Les aventures oniriques d'un jeune
professeur de musique. Chaque nuit, Claude (Gérard Philipe) retrouve en
rêve les femmes qu'il connaît autour de lui. Chaque fois dans des
situations romanesques et périlleuses où il joue le héros qu'il aimerait
être… Hélas, le réveil le ramène à une réalité moins agréable.
René
Clair nous offre une féérie inégale où la magie des atmosphères est
contrebalancée par un récit un peu poussif. Claude (Gérard Philippe) est
un jeune professeur de musique qui ne trouve que dans le rêve l'évasion
et l'extase tandis que le réel n'est que frustration. Cette frustration
s'exprime par divers motifs dans l'approche de René Clair, le plus
superficiel nous menant à la vraie souffrance intime de notre héros.

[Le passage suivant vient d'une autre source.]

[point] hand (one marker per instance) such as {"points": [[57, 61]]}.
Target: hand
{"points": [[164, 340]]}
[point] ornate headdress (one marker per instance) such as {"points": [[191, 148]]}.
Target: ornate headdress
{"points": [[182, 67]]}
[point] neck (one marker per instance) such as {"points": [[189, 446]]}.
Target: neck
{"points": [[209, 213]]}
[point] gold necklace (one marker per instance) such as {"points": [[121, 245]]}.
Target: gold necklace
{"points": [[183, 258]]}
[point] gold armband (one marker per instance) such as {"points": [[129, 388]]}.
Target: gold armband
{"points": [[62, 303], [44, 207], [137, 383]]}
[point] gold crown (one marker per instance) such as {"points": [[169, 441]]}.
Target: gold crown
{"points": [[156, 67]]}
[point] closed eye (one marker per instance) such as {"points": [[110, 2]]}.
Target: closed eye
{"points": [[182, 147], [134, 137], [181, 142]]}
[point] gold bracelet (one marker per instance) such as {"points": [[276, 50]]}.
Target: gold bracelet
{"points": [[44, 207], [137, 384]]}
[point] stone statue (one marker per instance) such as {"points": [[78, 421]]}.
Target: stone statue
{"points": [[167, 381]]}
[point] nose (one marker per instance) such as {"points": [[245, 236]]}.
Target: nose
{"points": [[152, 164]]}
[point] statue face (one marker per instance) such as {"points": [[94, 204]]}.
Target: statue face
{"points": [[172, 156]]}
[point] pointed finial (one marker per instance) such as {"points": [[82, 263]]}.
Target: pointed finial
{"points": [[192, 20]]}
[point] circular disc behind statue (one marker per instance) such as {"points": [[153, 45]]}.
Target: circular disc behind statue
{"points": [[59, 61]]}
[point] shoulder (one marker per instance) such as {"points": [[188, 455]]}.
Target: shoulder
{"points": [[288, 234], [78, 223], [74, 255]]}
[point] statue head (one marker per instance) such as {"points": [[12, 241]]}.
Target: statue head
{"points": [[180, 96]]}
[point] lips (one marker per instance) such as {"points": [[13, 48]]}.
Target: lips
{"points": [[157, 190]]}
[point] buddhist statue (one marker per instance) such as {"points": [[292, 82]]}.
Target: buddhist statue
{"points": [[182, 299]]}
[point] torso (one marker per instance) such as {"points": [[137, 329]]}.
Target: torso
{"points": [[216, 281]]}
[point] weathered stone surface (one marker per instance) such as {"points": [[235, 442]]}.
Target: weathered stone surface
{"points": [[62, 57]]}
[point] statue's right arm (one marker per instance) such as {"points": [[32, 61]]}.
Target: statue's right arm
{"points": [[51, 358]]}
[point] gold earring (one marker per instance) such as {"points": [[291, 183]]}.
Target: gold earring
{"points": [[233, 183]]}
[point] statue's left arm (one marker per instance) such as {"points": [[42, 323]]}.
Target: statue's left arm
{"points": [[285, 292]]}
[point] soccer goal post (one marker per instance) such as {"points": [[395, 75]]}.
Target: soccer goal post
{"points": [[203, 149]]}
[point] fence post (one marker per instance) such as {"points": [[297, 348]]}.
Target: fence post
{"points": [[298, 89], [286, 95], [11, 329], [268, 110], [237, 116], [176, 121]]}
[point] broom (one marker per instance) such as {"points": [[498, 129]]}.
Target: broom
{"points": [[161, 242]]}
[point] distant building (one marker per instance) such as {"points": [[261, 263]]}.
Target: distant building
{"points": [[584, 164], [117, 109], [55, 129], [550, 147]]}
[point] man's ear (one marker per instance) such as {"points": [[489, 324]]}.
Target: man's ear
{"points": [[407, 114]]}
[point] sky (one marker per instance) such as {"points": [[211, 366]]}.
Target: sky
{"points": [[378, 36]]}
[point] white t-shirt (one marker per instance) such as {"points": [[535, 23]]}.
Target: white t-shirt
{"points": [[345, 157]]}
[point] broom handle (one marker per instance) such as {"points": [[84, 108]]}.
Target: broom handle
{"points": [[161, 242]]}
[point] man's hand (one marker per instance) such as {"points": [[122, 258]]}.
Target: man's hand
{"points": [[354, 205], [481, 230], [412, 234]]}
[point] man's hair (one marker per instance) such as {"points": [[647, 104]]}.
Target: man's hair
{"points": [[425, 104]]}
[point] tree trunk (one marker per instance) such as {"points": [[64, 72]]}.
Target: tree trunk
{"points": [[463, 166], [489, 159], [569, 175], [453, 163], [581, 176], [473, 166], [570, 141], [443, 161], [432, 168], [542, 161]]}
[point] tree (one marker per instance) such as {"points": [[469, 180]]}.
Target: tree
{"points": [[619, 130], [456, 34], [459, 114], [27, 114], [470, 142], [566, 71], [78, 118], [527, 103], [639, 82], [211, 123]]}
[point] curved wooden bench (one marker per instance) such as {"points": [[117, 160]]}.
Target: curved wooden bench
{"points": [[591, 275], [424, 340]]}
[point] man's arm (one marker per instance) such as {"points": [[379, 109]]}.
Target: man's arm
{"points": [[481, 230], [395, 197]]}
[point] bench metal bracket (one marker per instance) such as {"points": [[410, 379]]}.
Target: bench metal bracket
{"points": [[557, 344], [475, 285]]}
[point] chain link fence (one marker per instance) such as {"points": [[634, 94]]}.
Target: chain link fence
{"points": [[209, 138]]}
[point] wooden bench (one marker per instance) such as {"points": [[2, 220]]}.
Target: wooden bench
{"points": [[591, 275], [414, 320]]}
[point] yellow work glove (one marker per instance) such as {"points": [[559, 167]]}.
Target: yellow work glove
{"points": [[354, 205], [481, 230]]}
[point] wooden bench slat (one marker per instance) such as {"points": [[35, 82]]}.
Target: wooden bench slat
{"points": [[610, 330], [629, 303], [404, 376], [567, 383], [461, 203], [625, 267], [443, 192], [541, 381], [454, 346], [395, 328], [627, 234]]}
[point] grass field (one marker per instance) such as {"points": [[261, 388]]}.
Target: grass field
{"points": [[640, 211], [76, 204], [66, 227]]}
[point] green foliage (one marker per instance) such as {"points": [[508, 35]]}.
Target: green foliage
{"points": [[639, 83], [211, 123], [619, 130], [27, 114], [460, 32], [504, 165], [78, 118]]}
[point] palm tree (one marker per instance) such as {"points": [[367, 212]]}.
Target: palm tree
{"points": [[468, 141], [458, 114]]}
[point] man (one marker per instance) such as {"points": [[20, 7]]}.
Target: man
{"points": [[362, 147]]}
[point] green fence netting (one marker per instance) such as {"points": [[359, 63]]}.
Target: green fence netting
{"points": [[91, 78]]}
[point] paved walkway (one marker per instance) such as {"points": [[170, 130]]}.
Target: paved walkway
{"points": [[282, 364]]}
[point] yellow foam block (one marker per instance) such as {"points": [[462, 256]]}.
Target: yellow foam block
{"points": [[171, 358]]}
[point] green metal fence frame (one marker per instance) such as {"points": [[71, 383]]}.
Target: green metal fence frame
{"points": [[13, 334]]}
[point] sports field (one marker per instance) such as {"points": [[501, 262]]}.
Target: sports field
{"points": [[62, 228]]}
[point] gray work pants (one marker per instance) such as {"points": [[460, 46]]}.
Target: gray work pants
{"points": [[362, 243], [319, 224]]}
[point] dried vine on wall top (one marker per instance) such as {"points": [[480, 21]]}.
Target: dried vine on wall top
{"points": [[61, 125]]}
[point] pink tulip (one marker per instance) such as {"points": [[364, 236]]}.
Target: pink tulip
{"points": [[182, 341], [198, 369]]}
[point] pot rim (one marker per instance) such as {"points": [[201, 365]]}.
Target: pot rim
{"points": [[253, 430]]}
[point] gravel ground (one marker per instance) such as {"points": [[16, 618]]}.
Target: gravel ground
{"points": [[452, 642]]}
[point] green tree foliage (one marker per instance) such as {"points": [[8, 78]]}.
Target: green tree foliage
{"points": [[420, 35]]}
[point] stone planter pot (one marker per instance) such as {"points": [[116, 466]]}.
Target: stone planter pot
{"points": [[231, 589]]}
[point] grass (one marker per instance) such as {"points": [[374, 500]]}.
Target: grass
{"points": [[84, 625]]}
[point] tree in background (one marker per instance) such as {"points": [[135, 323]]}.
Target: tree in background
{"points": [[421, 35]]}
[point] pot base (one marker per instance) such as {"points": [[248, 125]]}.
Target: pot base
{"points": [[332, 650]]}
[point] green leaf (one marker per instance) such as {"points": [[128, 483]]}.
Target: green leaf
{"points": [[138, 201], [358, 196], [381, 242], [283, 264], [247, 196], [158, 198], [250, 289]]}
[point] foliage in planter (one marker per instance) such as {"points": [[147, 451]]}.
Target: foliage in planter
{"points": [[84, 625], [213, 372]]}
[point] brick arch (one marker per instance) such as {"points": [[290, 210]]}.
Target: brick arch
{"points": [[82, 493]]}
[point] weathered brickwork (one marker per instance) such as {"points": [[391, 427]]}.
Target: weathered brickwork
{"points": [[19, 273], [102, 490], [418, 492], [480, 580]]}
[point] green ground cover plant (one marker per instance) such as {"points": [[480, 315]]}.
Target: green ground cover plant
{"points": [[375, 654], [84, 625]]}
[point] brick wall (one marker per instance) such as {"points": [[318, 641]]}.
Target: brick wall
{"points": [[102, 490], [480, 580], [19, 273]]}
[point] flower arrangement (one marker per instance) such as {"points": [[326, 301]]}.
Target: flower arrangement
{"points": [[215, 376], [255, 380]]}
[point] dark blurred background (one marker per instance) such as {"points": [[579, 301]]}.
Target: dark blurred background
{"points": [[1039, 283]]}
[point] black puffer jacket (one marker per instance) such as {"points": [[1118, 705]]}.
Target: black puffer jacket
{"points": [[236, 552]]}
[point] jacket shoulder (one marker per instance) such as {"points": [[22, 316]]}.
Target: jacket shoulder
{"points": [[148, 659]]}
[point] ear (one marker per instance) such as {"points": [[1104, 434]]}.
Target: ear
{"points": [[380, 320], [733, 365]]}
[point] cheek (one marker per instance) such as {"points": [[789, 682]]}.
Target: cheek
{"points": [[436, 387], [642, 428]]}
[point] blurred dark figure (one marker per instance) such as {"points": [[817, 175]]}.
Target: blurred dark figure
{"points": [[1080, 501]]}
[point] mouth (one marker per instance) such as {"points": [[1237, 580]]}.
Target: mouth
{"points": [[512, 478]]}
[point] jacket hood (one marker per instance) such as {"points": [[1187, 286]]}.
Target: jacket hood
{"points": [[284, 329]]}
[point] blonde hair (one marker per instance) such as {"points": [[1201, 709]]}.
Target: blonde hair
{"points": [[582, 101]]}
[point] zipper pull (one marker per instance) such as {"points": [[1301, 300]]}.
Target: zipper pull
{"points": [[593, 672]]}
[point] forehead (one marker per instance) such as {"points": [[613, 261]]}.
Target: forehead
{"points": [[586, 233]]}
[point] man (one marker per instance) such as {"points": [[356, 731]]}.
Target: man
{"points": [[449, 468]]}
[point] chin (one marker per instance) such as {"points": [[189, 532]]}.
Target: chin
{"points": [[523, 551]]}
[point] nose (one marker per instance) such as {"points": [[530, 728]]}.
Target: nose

C'est d'abord la nuisance sonore qui sera la plaie du musicien avec
cette scène d'ouverture où ses répétitions au piano sont interrompus par
le garage voisin, plus tard par les cris d'enfants de sa salle de
classe où les travaux alentours.
René Clair prolongera cette idée dans
d'amusants désagréments administratifs (l'épisode de la poste) ou
quotidien (les moqueries de ses amis) provoquant la colère d'un Claude
survolté et interprété avec une bel énergie par Gérard Philippe. Le
manque d'amour ou en tout cas celui qu'il ne sait pas voir, sa carrière
de musicien qui piétine, tout cela est résolu dès qu'il ferme les yeux,
traversant des environnements onirique envoutant, séduisant toute les
jeunes femmes qu'il croise sans succès dans le monde réel et composant
une musique qui captive les foules.
René Clair offre des
transitions virevoltantes et bourrées d'inventions où une astuce de
montage, un panoramique où un fondu enchaîné habile nous emmène soudain
très loin. Les sauts dans le temps rêvés convoque une Algérie sortie des
contes des Mille et Une nuit, la Révolution Française ironique et à
l'hystérie contagieuse le tout dans une atmosphère et des décors aussi
épurés que stylisés par une pure abstraction de songe. C'est dans ces
moments que le réalisateur excelle, laissant exploser son imagination.
Ce sera bien moins probant dans la description du monde réel même si il
réutilise nombre d'éléments marquant de ses œuvres précédentes. Les
milieux populaires avec cette bande de copains, quelques brillants jeux
comiques sur le son (le vif échange entre Claude et son facteur se
perdant dans le vacarme des travaux) rappelle par exemple les meilleurs
moments de Le Million (1931).
La
grosse différence est le manque d'implication. Si le côté abstrait,
gentiment érotique et archétypal des trois romances fonctionne dans le
rêve (et avec quelle prétendantes : Martine Carol, Magali Vendeuil, Gina
Lollobrigida) ce sera assez suranné et superficiel dès que l'on
retourne au réel. De même les manifestations d'amitié de la bande de
copain sont plus une caution comique mais ne nous y attache jamais. Tout
cela contribue à un désintérêt pour l'histoire, le spectateur étant
comme Claude impatient de le voir s'endormir pour retrouver un réel
souffle de magie. Un ennui poli dans la réalité et un émerveillement
dans le songe donc, tout cela se perpétuant à la prestation de Gérard
Philippe de plus en plus agaçant en héros boudeur alors que toujours
charmeur et bondissant en miroir assuré de lui-même.